Daniel rammed the butler’s umbrella backward. A valet who had been lunging at him gave a brief cry and collapsed. “It would need to have a catchy name,” he said. “For example, The Bixby Battle Consultancy.”

“Hm,” Alice mused. One of the bleeding men lying around her stirred, and she set her foot upon his chest. “We wouldn’t want it to be another Auntie: dull, conservative.”

“True,” Daniel said. “It should have a name that serves as a bond between concept and action.”

“And I’m not sure why it should have your name when we would own it in equal partnership.”

Daniel stepped toward her. (“Ow!” cried out one of the butlers, whose hand he trod on.) Angling his head to one side, he smiled rather shyly at her. “I was rather hoping the name might belong to us both.”

Stopping a few inches away, he stared at her—not one part of him touching her, and yet his energy pressing against every inch of her body. Alice stared back. Her fingers tapped her thigh and Daniel skipped a breath, as if she’d drummed them directly on his soul.

“Are you proposing I change my name by deed poll?” she asked.

His smile deepened. “Actually, I was proposing marriage.
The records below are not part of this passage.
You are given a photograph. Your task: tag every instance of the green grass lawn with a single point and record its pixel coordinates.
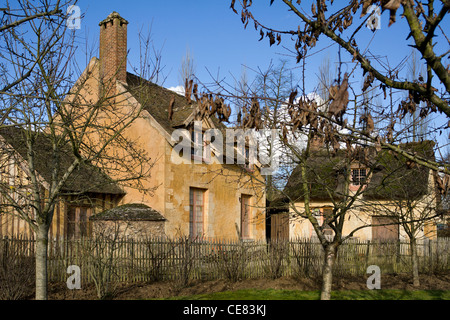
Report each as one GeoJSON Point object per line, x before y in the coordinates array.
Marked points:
{"type": "Point", "coordinates": [272, 294]}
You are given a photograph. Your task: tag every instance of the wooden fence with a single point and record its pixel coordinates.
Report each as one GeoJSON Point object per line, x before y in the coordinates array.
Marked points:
{"type": "Point", "coordinates": [185, 259]}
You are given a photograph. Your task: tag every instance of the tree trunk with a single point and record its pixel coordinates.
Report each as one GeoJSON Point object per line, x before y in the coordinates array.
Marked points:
{"type": "Point", "coordinates": [41, 262]}
{"type": "Point", "coordinates": [327, 273]}
{"type": "Point", "coordinates": [415, 262]}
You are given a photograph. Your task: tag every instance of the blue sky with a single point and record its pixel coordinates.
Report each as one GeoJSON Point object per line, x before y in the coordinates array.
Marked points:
{"type": "Point", "coordinates": [215, 36]}
{"type": "Point", "coordinates": [220, 45]}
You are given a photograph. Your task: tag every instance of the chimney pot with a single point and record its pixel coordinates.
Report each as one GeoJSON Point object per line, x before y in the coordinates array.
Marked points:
{"type": "Point", "coordinates": [113, 51]}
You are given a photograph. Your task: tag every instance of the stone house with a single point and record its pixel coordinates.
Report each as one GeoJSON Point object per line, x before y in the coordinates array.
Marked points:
{"type": "Point", "coordinates": [204, 198]}
{"type": "Point", "coordinates": [387, 184]}
{"type": "Point", "coordinates": [87, 191]}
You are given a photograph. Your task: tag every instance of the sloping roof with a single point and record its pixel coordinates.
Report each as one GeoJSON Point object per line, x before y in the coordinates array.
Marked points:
{"type": "Point", "coordinates": [86, 178]}
{"type": "Point", "coordinates": [393, 177]}
{"type": "Point", "coordinates": [129, 212]}
{"type": "Point", "coordinates": [156, 99]}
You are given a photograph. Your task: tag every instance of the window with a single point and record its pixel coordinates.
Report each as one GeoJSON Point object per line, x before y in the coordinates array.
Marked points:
{"type": "Point", "coordinates": [245, 216]}
{"type": "Point", "coordinates": [197, 212]}
{"type": "Point", "coordinates": [77, 222]}
{"type": "Point", "coordinates": [359, 176]}
{"type": "Point", "coordinates": [200, 150]}
{"type": "Point", "coordinates": [323, 216]}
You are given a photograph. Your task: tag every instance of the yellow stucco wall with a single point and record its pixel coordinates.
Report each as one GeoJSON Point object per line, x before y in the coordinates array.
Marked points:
{"type": "Point", "coordinates": [166, 187]}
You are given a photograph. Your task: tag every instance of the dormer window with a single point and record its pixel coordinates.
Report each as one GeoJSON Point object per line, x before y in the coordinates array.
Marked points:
{"type": "Point", "coordinates": [359, 176]}
{"type": "Point", "coordinates": [200, 148]}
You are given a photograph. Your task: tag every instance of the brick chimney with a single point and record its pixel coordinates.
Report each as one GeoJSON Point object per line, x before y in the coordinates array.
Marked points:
{"type": "Point", "coordinates": [113, 51]}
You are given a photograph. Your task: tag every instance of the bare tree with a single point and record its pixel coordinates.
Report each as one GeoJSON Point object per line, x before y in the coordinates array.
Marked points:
{"type": "Point", "coordinates": [59, 124]}
{"type": "Point", "coordinates": [342, 25]}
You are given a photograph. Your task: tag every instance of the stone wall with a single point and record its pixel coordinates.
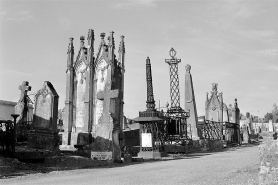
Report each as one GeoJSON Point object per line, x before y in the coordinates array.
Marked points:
{"type": "Point", "coordinates": [269, 162]}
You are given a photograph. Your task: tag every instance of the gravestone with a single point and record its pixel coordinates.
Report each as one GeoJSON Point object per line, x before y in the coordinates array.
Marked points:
{"type": "Point", "coordinates": [94, 100]}
{"type": "Point", "coordinates": [245, 133]}
{"type": "Point", "coordinates": [43, 133]}
{"type": "Point", "coordinates": [270, 126]}
{"type": "Point", "coordinates": [22, 109]}
{"type": "Point", "coordinates": [109, 97]}
{"type": "Point", "coordinates": [190, 104]}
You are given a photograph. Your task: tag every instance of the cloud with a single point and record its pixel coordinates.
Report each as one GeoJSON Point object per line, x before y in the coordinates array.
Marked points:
{"type": "Point", "coordinates": [272, 67]}
{"type": "Point", "coordinates": [133, 3]}
{"type": "Point", "coordinates": [14, 73]}
{"type": "Point", "coordinates": [64, 23]}
{"type": "Point", "coordinates": [17, 15]}
{"type": "Point", "coordinates": [257, 34]}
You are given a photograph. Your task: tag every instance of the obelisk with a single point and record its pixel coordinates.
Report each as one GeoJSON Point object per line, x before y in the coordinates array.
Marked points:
{"type": "Point", "coordinates": [190, 104]}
A real marriage, this time.”

“Oh!” She tried to compose a perfect response, but all her inner dictionaries had turned to flowers. “Well, that seems like a reasonable idea,” she managed to say. She held out her hand. “I accept.”

Daniel took her hand, but he did not shake it as she expected. Instead, he held it against his heart. “I love you, Alice,” he said.

“I love you more,” she answered.

The butlers and valets moaned.

Suddenly, O’Riley’s cottage door slammed open. “Are you two coming or not?” Alex called out testily.

“Be patient!” Cecilia admonished from the other side of the road, where she and Ned were leaning back against the boutique wall, arms crossed, watching the fight as if it were marvelous entertainment. “Let them have their romantic moment!”

“They’ll kiss soon and it will all be worth it,” Ned added, grinning. Cecilia smacked him.

“Kissing on the street in daylight is scandalous behavior,” Charlotte said.

“They just beat up more than a dozen men, darling,” Alex pointed out. “I think they’re beyond scandal now.”

Daniel lifted his eyes heavenward. “People,” he murmured disapprovingly.

“Friends,” Alice whispered.

The space between them grew warm and heavy with amazement, hope, love.

Or possibly with the shadow of the A.U.N.T. shed hovering lower. Suddenly, Agent M opened the flight window and leaned out. “Hello down there,” she shouted conversationally.

“Hello, Mia,” Alice called back, not looking away from Daniel.

“So are you going to surrender or not?” the agent asked.

“Not,” Daniel told her, keeping his gaze on Alice. “We’re going home.”

“I’ve got orders to take you dead or alive.”

“And—?” Daniel asked.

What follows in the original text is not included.